Many issued will still be addressed on the topic. The own use of bioinputs should be subject to a new risk analysis model, considering issues of impact on health and the environment, when introducing exotic organisms, biotechnology, or even matters of intellectual protection.
However, only with the publication of the regulation will there be a proper ruling over the analysis process for each type of product, including, at the discretion of the Federal agricultural defense agency, possible support from health or environmental surveillance agencies, and research institutions.
The new law will waive the need for agronomic recommendations for “the sale or use of bioinputs classified as low toxicity”, a fact that was already foreseen by previous regulations, but which requires further analysis, considering the essence of the agronomic recommendation as an instrument for guarantying good practices.

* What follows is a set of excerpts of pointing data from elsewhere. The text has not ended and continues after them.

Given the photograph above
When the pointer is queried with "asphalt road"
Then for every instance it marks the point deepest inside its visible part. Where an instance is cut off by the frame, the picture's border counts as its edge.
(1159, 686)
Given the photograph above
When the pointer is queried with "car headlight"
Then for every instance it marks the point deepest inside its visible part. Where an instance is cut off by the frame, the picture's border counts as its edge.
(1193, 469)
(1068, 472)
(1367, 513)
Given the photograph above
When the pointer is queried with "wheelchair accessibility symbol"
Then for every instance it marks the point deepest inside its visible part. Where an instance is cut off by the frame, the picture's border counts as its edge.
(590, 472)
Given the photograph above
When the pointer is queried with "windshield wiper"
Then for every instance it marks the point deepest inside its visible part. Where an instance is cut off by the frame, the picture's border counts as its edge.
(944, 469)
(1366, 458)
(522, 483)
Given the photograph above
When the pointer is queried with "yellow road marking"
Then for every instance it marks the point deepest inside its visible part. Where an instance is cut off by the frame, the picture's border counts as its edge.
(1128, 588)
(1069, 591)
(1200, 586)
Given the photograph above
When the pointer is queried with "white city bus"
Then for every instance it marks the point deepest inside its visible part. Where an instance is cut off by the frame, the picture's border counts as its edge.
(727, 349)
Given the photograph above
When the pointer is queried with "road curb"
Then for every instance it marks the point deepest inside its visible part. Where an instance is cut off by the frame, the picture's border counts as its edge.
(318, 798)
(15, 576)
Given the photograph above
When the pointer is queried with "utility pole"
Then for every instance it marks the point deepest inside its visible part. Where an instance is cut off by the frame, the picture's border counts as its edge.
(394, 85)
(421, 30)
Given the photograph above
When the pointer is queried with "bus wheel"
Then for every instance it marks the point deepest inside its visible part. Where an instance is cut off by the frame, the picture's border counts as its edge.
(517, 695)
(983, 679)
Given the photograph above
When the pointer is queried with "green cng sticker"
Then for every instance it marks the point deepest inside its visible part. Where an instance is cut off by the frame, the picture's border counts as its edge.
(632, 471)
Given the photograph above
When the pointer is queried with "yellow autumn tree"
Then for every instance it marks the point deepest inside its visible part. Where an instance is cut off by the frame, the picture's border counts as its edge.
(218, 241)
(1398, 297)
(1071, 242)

It would be unthinkable to consider that the technological development of bioinputs, which consumed millions from private or public companies (Embrapa is one of the largest holders of bioinput technologies), does not have an adequate remuneration system.
The dynamics of regulation must be proportional to the need for the establishment of the market, in this case, for a continued investment in sustainable solutions for agriculture, but mainly, for their universal adoption.
Good products sitting on shelves do not change the reality of agriculture. Farmers want efficiency in the use of inputs and more income from their harvests. Bioinputs will certainly be on the market and business models will adapt to the reality of agriculture, respecting intellectual protection and health security.